I'm new to this forum, so if I make any blunders....entirely unintentional.

Because I live in Australia, we don't have anywhere near the range of Vitamins/Supplements/Medications that are often available in the US and in Europe. With my inquiries below, I'm asking for product information. If anyone wants to add some additional advice or recommendations, that's great, but my main focus here is getting product details.

- Of all the fibre supplements available in Australia, which are insoluble?
- Of all the fibre supplements available in Australia (either soluble or insoluble), which are non-fermentable once consumed with copious amounts of water?

- Ingredients & Energy content listings of the various supplements?

Also:

- How can I obtain impartial information about the dietary supplement SLIPPERY ELM? e.g. what it is, what it does, what it's used for, etc.
- Also, can I please ask what specific vitamins/supplements have been labelled/indicated "may help/assist" in the treatment of Irritable Bowel Syndrome (IBS) and/or Gastritis?

*Side note: *From any personal experiences, which fibre supplements caused the least amount of wind/gas/flatulence, if you're prepared to discuss? If you want to discuss personal issues, it might be better to message me privately (if that's possible?).

Getting this sort of information is not as easy as it seems....not by a long shot. If anyone can help out, or point me to where I may be able to get this sort of information, I'd greatly appreciate it.

*Peace*


----------



## Helena (Apr 13, 2017)

Hi, I am in NZ and can get Psyllium husk powder on prescription. I think looking at The Pharmaceutical benefits scheme in Australia you can too? I think it is soluble fibre and you mix it with water. I find this does not give me gas and helps with my IBS along with fodmap diet, I don't know which fibres are insoluble.

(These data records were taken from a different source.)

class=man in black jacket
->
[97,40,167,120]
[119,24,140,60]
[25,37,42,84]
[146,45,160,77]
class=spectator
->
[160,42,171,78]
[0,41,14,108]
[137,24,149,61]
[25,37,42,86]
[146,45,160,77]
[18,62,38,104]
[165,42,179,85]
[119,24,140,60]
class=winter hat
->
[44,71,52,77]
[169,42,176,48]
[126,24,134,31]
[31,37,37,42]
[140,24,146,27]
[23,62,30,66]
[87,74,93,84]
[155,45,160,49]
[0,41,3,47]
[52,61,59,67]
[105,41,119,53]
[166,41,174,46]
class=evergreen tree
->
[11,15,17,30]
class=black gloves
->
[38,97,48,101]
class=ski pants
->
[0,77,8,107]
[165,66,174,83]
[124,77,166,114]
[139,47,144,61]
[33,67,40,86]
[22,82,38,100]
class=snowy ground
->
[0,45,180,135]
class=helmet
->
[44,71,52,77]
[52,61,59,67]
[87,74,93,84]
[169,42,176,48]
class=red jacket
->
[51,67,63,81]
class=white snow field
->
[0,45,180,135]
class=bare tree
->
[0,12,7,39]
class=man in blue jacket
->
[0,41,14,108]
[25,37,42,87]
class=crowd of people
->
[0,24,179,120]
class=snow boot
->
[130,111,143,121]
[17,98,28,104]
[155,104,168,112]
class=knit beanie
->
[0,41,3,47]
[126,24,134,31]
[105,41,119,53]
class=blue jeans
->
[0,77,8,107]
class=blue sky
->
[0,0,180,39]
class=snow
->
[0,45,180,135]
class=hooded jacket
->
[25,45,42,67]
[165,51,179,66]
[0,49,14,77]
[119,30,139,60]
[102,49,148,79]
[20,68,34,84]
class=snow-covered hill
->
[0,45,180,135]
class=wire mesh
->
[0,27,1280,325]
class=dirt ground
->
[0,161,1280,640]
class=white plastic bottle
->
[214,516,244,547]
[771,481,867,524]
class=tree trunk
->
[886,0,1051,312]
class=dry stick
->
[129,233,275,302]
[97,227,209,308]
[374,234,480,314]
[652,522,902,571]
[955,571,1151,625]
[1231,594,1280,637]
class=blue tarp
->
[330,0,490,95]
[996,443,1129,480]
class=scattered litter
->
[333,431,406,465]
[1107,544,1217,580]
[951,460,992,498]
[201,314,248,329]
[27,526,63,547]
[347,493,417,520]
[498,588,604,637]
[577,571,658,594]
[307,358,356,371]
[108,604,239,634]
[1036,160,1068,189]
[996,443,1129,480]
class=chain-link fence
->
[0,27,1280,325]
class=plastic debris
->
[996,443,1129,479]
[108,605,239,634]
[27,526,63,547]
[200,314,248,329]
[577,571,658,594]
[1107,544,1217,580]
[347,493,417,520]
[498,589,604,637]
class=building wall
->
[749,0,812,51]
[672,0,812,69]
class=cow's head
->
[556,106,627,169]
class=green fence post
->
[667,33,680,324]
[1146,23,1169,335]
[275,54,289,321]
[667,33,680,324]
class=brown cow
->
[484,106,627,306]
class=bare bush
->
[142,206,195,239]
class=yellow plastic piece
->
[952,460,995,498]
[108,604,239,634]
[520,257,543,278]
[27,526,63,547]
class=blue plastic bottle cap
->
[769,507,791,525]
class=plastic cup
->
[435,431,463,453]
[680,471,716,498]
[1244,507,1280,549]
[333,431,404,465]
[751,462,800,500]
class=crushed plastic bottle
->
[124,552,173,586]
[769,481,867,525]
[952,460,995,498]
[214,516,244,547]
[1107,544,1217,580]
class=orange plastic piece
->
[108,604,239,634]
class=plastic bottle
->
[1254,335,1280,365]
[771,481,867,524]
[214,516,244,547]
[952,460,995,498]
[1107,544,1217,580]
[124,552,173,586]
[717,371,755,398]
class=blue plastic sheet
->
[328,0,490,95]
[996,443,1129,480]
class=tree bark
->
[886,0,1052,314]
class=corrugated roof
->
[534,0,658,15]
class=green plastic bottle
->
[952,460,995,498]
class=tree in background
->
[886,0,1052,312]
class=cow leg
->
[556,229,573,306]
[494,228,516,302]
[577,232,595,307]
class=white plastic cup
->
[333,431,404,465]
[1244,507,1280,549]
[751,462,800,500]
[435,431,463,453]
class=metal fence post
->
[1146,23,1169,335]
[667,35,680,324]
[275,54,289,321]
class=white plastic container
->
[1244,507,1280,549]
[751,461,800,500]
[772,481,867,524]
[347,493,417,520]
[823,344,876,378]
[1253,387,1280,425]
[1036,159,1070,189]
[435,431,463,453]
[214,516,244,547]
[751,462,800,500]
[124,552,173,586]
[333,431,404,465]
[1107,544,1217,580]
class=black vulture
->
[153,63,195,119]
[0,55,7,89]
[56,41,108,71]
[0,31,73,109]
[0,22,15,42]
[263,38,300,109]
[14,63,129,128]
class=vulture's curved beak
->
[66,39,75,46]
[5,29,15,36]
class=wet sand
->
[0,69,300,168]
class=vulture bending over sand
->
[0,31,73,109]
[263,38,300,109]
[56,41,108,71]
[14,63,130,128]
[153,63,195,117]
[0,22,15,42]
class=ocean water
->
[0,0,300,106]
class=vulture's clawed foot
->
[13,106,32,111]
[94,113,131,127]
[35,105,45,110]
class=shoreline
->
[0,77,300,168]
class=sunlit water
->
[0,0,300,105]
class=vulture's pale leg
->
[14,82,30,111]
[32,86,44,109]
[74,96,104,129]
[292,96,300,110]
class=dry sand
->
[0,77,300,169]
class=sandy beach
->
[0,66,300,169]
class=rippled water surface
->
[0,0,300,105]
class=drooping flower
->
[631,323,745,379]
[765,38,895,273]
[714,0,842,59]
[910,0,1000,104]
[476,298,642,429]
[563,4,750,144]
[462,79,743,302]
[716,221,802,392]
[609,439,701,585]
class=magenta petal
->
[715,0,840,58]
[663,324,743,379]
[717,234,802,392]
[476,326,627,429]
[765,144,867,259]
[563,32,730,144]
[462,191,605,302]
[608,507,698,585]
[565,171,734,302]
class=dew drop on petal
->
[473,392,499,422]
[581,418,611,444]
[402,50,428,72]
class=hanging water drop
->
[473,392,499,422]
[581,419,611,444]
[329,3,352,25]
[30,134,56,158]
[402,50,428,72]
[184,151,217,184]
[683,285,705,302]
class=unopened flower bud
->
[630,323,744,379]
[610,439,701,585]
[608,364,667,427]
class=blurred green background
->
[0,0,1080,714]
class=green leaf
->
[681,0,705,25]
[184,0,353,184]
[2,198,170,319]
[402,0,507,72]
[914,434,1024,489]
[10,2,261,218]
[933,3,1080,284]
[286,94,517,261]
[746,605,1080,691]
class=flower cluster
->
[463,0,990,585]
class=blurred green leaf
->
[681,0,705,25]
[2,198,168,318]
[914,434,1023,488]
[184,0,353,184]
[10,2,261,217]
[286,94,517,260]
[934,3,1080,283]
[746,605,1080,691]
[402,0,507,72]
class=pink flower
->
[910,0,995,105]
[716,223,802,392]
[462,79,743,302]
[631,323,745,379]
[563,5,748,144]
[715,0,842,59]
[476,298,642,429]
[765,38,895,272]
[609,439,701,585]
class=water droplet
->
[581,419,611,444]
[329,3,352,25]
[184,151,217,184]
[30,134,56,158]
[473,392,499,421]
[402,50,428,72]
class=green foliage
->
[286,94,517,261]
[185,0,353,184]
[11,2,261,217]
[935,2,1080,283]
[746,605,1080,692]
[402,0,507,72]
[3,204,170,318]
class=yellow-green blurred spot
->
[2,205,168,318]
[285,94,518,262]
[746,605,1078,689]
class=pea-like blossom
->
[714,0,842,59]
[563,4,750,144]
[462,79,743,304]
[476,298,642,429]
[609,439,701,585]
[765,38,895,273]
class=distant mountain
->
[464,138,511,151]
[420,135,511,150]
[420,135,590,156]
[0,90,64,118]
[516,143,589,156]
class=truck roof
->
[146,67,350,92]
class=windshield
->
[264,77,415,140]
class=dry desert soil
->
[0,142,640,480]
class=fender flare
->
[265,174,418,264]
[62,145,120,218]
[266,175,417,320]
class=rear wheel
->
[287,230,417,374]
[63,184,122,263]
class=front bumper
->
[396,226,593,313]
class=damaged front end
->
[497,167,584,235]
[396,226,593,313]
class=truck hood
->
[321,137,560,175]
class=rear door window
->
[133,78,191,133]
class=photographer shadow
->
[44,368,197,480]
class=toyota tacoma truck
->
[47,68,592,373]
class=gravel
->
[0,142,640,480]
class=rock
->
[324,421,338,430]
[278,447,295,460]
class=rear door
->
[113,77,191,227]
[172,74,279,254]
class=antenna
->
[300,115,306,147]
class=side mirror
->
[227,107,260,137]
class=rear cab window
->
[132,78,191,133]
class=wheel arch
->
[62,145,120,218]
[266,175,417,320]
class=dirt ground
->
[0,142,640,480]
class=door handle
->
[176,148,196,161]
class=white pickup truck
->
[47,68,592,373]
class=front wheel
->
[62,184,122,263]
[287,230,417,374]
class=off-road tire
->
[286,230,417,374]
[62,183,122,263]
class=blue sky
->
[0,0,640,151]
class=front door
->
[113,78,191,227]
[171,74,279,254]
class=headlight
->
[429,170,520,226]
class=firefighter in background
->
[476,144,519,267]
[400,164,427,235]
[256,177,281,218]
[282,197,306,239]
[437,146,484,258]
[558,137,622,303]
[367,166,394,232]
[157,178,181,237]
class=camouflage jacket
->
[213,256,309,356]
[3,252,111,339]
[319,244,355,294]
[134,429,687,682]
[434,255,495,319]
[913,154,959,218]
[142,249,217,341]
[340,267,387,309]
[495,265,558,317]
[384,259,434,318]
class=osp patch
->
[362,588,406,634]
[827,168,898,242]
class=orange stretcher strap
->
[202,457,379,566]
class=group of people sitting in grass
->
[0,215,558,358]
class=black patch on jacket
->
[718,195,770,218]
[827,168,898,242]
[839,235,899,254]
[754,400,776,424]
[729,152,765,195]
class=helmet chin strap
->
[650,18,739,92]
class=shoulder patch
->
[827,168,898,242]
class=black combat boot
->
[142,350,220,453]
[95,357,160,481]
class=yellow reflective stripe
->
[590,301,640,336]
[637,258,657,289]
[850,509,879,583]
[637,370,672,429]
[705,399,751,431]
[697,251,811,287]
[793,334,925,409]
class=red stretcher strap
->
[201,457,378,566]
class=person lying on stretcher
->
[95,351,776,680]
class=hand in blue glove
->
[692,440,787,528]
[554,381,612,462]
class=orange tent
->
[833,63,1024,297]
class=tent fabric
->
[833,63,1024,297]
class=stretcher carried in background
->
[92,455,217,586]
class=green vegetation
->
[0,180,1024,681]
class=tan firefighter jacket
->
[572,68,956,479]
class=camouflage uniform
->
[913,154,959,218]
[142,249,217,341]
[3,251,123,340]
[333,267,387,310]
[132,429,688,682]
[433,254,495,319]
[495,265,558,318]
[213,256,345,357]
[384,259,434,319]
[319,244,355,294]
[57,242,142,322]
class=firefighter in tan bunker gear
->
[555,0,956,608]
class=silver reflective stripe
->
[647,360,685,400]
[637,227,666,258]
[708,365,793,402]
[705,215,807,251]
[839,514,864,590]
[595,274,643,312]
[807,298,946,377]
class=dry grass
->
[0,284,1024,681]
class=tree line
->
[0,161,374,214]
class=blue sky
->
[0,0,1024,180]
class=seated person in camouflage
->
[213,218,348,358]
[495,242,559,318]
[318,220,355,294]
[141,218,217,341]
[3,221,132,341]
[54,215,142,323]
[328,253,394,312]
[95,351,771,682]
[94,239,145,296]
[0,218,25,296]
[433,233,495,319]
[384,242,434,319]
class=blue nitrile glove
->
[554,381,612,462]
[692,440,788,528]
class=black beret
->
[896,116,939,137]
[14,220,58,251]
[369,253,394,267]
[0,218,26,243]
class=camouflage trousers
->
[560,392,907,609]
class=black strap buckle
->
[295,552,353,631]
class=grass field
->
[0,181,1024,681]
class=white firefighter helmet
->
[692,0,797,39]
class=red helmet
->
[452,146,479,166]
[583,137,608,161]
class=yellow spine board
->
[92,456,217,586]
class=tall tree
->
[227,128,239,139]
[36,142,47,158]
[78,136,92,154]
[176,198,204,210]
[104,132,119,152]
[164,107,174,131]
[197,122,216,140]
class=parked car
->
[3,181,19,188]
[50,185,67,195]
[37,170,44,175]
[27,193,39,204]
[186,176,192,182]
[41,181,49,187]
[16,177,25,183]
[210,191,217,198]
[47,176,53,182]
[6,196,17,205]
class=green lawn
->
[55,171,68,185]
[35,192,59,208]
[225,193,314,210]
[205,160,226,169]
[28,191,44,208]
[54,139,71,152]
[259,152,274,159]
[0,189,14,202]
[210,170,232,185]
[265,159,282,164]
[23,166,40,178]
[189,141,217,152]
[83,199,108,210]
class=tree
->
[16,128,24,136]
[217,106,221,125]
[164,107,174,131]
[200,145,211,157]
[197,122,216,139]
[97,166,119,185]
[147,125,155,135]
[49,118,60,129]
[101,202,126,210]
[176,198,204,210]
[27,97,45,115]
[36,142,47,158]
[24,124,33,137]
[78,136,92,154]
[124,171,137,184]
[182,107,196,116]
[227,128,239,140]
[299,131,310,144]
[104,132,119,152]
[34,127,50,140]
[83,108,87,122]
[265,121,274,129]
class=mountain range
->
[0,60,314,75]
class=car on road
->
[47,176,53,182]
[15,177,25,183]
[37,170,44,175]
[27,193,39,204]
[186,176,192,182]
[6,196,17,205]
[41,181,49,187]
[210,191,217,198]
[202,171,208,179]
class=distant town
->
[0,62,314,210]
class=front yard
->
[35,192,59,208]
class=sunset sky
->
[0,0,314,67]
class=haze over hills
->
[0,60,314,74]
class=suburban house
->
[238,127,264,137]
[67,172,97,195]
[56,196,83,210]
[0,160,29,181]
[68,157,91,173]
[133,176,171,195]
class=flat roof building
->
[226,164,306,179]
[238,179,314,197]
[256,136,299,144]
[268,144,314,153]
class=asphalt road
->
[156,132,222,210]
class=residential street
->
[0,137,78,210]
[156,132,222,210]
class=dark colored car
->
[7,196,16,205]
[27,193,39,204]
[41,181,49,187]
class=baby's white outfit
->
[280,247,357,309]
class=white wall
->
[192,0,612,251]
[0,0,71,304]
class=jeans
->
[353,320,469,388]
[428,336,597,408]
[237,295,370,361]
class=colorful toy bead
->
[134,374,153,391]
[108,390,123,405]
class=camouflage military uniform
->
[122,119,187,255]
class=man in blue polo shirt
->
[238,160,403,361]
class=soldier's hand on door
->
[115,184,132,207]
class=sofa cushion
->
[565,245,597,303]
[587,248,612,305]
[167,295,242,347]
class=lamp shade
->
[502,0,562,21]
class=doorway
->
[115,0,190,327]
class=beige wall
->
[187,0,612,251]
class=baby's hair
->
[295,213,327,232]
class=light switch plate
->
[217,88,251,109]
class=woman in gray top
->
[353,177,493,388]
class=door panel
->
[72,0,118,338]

Not sure what Slippery elm is. In NZ we have probiotcs labelled with IBS on the bottle. I think these probiotics may help with IBS as they have a specific strain of bacteria. Can't remember without researching it. Don't think they helped me much but then maybe I didn't take them long enough? Peppermint oil capsules can help with bowel spasms. We can get them here in NZ. They have varius names, one name is Mintec. A doctor prescribed them for me but i didn't take them much because I didn't know which foods were causing problems until I had eaten them and then the pills were more like a remedy.


----------



## Gas Bag (May 7, 2017)

Helena said:


> Hi, I am in NZ and can get Psyllium husk powder on prescription. I think looking at The Pharmaceutical benefits scheme in Australia you can too? I think it is soluble fibre and you mix it with water. I find this does not give me gas and helps with my IBS along with fodmap diet, I don't know which fibres are insoluble.
> 
> Not sure what Slippery elm is. In NZ we have probiotcs labelled with IBS on the bottle. I think these probiotics may help with IBS as they have a specific strain of bacteria. Can't remember without researching it. Don't think they helped me much but then maybe I didn't take them long enough? Peppermint oil capsules can help with bowel spasms. We can get them here in NZ. They have varius names, one name is Mintec. A doctor prescribed them for me but i didn't take them much because I didn't know which foods were causing problems until I had eaten them and then the pills were more like a remedy.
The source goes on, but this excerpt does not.